«Tendre et saignant»: un os dans le fromage

   Géraldine Pailhas offre une prestation crédible et discrètement savoureuse dans le rôle principal. Sa Charly possède une réelle profondeur, des contradictions révélatrices…
TVA Films Géraldine Pailhas offre une prestation crédible et discrètement savoureuse dans le rôle principal. Sa Charly possède une réelle profondeur, des contradictions révélatrices…

Charly Fleury a, pour reprendre son expression, « fait de belles études ». Directrice d’un important magazine de mode, elle n’a plus guère de contact avec son père veuf, un boucher qui continue de rêver que sa fille reprendra un jour l’entreprise familiale. Ce qui survient, au grand dam de Charly, après qu’on l’eut mise à pied. Histoire de pimenter la sauce, Martial, le protégé du paternel, s’est entiché de Charly, et vice versa. Or, pour ces deux-là, rien n’est simple. De fait, la comédie romantique Tendre et saignant multiplie les complications pour ces amoureux contrariés. Hélas, le scénario n’est pas très au point, voire « à point », pour demeurer dans un champ lexical de circonstances.

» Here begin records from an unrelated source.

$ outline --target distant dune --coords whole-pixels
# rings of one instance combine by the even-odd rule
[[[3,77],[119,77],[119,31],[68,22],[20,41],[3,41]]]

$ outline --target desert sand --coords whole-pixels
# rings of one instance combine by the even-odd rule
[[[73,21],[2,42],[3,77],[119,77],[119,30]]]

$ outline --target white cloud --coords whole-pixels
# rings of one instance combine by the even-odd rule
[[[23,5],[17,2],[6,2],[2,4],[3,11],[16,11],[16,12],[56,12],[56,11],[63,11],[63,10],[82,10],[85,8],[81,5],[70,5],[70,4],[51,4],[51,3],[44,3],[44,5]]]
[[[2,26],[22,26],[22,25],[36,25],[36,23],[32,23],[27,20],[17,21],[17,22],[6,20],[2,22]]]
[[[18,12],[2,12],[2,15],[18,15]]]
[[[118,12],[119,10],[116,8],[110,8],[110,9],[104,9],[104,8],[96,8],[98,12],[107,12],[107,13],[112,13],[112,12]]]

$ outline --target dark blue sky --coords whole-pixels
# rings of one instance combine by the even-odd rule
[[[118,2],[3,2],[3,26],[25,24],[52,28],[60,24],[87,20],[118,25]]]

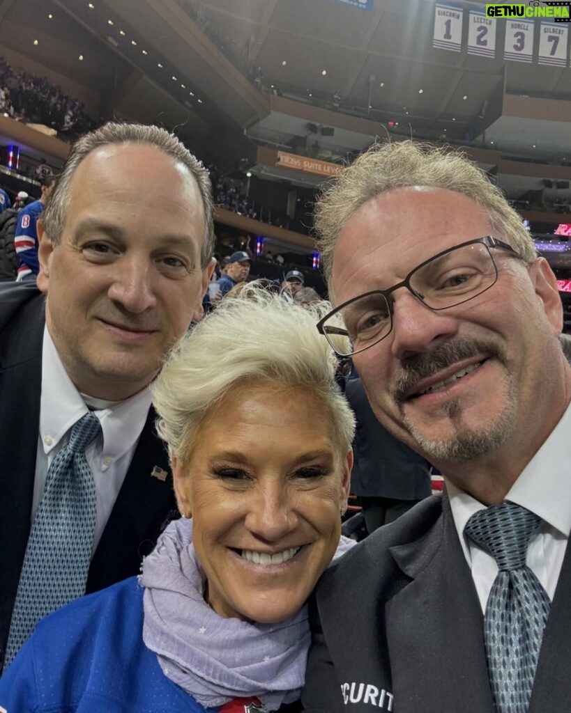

Géraldine Pailhas (IP5 : l’île auxpachydermes, Tout s’est bien passé) offre une prestation crédible et discrètement savoureuse dans le rôle principal. Sa Charly possède une réelle profondeur, des contradictions révélatrices… Dommage que le récit imaginé par son conjoint, le réalisateur et coscénariste Christopher Thompson (Fauteuils d’orchestre), la laisse en rade à chaque tournant.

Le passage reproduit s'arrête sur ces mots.